The Direct Response program employs a dedicated marketing team to pursue current BioZ customers to upgrade their BioZ system to the latest generation ICG device, the BioZ Dx system.
Finally, the Pharmaceutical Research Alliance program collaborates with core laboratories and clinical research organizations to incorporate ICG into Phase I-IV pharmaceutical clinical research trials for enhanced cardiac safety monitoring.
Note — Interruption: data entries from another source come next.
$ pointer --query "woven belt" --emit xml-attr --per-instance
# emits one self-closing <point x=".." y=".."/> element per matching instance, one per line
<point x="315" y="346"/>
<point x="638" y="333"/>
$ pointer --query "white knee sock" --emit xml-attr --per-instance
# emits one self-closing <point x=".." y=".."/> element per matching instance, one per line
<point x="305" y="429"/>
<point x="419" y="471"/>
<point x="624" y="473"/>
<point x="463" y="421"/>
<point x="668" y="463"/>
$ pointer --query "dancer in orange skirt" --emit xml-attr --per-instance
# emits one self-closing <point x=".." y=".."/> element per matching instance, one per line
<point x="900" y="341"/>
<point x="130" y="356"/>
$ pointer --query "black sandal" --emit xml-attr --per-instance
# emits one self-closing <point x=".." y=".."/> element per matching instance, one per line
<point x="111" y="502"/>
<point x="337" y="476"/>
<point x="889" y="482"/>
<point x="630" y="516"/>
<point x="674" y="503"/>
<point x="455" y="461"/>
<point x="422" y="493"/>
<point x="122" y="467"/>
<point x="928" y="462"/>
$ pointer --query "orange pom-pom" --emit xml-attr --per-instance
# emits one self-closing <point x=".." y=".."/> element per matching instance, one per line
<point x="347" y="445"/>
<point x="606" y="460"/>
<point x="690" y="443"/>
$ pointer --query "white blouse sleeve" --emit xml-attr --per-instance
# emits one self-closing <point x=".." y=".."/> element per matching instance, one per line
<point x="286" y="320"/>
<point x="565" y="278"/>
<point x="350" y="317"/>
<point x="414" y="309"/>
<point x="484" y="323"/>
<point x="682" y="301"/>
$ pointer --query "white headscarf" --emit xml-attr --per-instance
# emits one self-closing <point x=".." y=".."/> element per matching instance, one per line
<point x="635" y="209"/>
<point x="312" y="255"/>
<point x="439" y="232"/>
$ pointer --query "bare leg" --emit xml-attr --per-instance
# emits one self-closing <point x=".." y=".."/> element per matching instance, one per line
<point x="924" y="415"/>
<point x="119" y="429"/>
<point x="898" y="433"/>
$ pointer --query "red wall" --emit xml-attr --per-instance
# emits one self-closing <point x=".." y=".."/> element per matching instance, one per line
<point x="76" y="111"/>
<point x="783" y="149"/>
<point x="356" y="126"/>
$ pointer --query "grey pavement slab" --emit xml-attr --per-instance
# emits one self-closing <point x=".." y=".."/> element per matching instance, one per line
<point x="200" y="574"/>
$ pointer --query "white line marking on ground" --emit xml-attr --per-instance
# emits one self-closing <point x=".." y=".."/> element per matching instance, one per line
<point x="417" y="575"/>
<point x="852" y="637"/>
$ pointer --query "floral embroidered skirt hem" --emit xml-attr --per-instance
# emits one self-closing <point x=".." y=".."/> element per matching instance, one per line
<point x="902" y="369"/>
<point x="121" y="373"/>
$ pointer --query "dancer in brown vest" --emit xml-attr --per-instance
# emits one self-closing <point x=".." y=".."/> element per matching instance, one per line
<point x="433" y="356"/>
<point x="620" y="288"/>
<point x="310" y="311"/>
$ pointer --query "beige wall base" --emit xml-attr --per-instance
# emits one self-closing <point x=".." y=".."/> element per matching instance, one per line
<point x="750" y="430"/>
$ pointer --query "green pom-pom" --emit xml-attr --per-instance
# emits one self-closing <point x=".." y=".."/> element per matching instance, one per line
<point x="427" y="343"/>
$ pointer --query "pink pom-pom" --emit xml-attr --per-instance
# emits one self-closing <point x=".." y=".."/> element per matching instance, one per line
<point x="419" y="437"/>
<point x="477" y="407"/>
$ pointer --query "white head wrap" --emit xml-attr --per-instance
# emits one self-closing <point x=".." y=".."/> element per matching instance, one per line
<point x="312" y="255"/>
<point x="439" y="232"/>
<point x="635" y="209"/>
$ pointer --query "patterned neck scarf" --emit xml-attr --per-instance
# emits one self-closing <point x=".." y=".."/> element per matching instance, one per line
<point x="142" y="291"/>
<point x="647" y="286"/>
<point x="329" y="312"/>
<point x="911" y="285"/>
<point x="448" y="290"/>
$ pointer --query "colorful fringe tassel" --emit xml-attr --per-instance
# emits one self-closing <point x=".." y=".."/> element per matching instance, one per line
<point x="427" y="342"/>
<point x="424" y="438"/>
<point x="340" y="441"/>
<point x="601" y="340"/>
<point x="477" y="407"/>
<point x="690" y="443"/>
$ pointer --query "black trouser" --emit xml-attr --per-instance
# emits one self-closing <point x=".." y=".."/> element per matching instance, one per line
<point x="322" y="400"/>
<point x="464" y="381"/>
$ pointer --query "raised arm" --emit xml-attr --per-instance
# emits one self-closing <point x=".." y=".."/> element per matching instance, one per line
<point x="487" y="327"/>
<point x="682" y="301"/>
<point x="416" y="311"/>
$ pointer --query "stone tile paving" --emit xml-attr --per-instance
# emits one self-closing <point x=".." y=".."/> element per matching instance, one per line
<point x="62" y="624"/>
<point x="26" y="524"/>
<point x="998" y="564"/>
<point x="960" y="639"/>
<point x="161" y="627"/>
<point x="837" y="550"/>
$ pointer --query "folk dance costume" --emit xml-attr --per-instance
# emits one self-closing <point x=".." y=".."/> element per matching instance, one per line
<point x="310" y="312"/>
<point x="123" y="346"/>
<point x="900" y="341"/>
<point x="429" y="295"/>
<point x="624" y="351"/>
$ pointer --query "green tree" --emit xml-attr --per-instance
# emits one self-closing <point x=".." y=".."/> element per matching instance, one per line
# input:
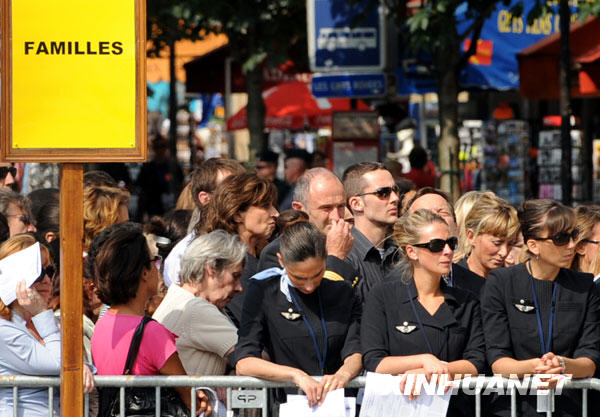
<point x="168" y="21"/>
<point x="259" y="32"/>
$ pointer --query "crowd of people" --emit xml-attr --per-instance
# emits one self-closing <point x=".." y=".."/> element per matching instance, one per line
<point x="361" y="273"/>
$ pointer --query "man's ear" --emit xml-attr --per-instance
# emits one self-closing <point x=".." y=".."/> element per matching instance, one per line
<point x="203" y="198"/>
<point x="356" y="204"/>
<point x="533" y="247"/>
<point x="296" y="205"/>
<point x="411" y="253"/>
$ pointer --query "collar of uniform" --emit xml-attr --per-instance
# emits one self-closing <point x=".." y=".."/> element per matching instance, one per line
<point x="364" y="246"/>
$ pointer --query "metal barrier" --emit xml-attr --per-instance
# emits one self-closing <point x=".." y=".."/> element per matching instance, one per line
<point x="254" y="394"/>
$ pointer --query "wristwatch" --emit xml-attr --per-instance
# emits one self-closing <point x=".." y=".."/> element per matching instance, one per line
<point x="563" y="364"/>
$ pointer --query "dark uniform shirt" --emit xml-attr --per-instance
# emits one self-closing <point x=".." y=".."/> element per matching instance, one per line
<point x="371" y="266"/>
<point x="462" y="277"/>
<point x="289" y="342"/>
<point x="390" y="328"/>
<point x="337" y="269"/>
<point x="511" y="327"/>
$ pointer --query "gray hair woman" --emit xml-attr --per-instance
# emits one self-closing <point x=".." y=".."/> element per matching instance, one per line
<point x="209" y="277"/>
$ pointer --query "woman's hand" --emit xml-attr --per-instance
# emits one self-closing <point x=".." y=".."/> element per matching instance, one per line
<point x="203" y="404"/>
<point x="88" y="380"/>
<point x="30" y="299"/>
<point x="332" y="382"/>
<point x="310" y="386"/>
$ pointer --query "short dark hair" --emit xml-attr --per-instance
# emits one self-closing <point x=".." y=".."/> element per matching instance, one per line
<point x="119" y="256"/>
<point x="204" y="178"/>
<point x="353" y="176"/>
<point x="430" y="190"/>
<point x="302" y="241"/>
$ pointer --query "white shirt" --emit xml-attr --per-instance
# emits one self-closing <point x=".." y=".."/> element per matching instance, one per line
<point x="173" y="261"/>
<point x="204" y="333"/>
<point x="23" y="354"/>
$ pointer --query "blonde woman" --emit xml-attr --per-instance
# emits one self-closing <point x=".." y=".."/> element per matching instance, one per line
<point x="587" y="256"/>
<point x="415" y="323"/>
<point x="491" y="225"/>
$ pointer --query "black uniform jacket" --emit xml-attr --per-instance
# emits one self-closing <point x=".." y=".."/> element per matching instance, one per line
<point x="288" y="341"/>
<point x="511" y="327"/>
<point x="390" y="328"/>
<point x="337" y="269"/>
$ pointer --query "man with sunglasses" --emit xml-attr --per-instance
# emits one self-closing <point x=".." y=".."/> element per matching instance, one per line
<point x="8" y="173"/>
<point x="17" y="210"/>
<point x="373" y="200"/>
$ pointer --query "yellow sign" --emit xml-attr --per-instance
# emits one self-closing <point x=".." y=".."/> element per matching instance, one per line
<point x="76" y="76"/>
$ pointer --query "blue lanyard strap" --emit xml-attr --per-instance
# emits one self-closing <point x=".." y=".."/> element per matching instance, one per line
<point x="322" y="357"/>
<point x="422" y="328"/>
<point x="544" y="345"/>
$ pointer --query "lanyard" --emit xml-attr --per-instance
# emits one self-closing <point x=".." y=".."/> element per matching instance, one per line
<point x="544" y="346"/>
<point x="321" y="356"/>
<point x="422" y="328"/>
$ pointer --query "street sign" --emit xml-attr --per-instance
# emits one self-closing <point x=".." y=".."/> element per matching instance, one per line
<point x="349" y="85"/>
<point x="343" y="37"/>
<point x="73" y="80"/>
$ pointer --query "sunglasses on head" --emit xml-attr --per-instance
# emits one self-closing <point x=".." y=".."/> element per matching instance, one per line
<point x="383" y="192"/>
<point x="5" y="170"/>
<point x="49" y="271"/>
<point x="562" y="238"/>
<point x="438" y="245"/>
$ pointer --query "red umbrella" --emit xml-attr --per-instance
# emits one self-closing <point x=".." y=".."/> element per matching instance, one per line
<point x="292" y="106"/>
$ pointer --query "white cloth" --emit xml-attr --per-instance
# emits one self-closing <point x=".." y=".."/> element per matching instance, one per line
<point x="204" y="333"/>
<point x="173" y="261"/>
<point x="25" y="265"/>
<point x="23" y="354"/>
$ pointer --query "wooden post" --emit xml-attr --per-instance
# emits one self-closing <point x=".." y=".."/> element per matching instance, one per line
<point x="71" y="289"/>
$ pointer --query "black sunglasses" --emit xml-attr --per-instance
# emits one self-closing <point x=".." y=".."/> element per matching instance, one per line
<point x="49" y="270"/>
<point x="383" y="192"/>
<point x="5" y="170"/>
<point x="562" y="238"/>
<point x="438" y="245"/>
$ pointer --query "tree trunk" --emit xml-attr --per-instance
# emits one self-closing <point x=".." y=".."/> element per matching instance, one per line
<point x="256" y="110"/>
<point x="448" y="144"/>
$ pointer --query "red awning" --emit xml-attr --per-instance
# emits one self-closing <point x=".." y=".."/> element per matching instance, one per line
<point x="292" y="106"/>
<point x="539" y="64"/>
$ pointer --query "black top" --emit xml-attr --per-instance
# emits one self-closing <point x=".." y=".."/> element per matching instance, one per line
<point x="465" y="279"/>
<point x="388" y="320"/>
<point x="511" y="328"/>
<point x="337" y="269"/>
<point x="371" y="265"/>
<point x="234" y="307"/>
<point x="390" y="328"/>
<point x="288" y="342"/>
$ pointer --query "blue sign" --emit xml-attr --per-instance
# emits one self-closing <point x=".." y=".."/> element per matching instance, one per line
<point x="348" y="85"/>
<point x="345" y="38"/>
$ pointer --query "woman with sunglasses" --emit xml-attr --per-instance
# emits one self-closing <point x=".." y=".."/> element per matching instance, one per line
<point x="489" y="228"/>
<point x="540" y="317"/>
<point x="587" y="255"/>
<point x="414" y="323"/>
<point x="30" y="340"/>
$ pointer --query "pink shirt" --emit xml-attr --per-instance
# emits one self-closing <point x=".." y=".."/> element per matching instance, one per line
<point x="112" y="338"/>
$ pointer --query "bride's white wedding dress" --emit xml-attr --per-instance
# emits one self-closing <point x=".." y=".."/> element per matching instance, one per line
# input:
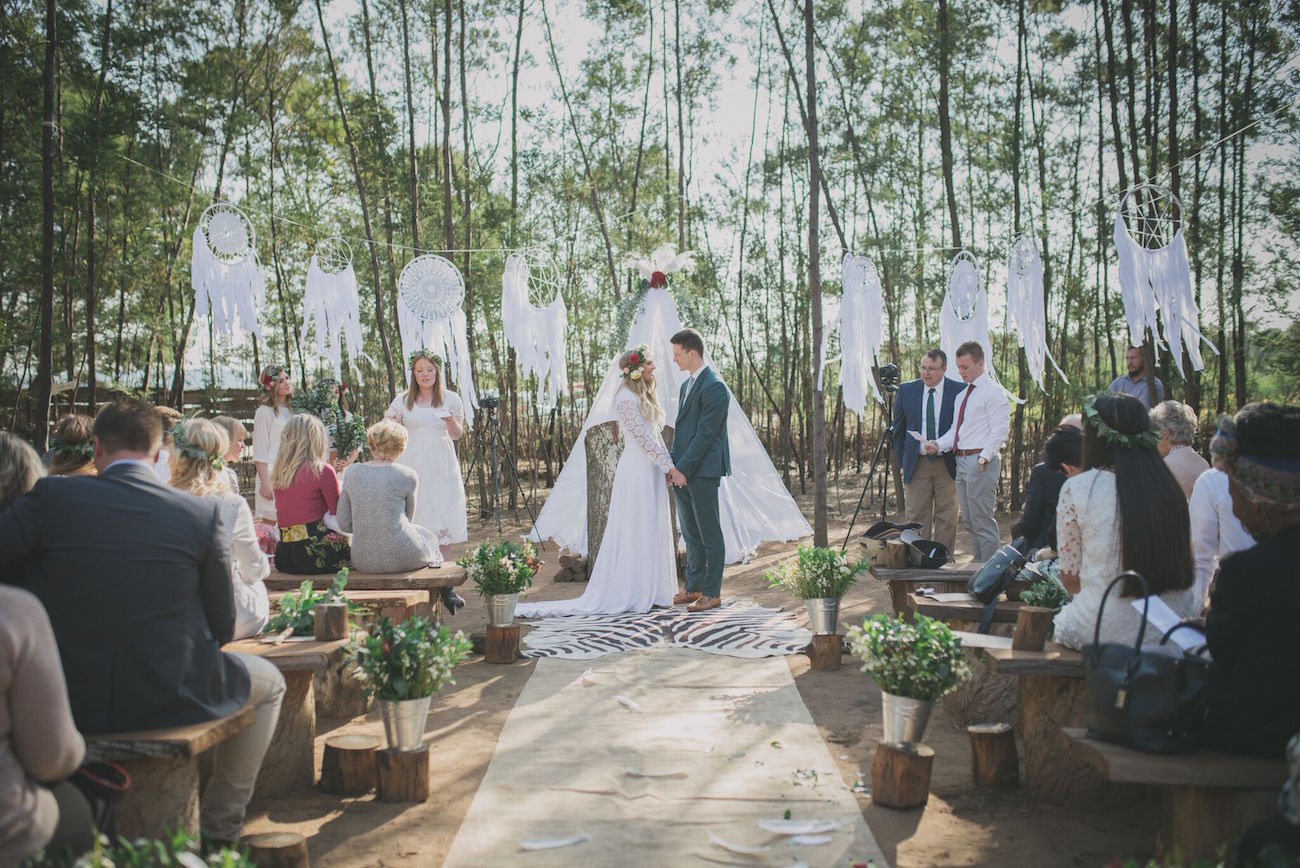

In addition to these new programs, CardioDynamics has planned for a number of expense reductions. The executive management team is taking a 10% salary reduction and adding additional operational duties. The company does not intend to fill vacancies in several available positions and has consolidated four middle-management positions. In addition, CardioDynamics is implementing an associate tier in its clinical application sales force, which allows the department to reduce overall costs. Product design changes that reduce cost have been identified as well.
Collectively, the expense reductions are estimated to save approximately $2 million annually.
CEO Michael Perry, in a statement, expressed optimism that the new profitability plan, combined with CardioDynamics’ recent cash infusion from the sale of Vermed, would help the company gain the attention it deserves.
“We continue to believe the company is undervalued relative to the growth prospects we have outlined, the 95%+ market share we have built in the ICG marketplace, our 65+ person direct sales and clinical team, the large and growing base of recurring sensor revenue, our 16 filed patents, and $47 million of net operating loss carry-forwards,” said Perry. “With over $8 million in cash and a renewed focus on returning to profitability, we believe the company is worth far in excess of its present market capitalization of less than one times revenue.”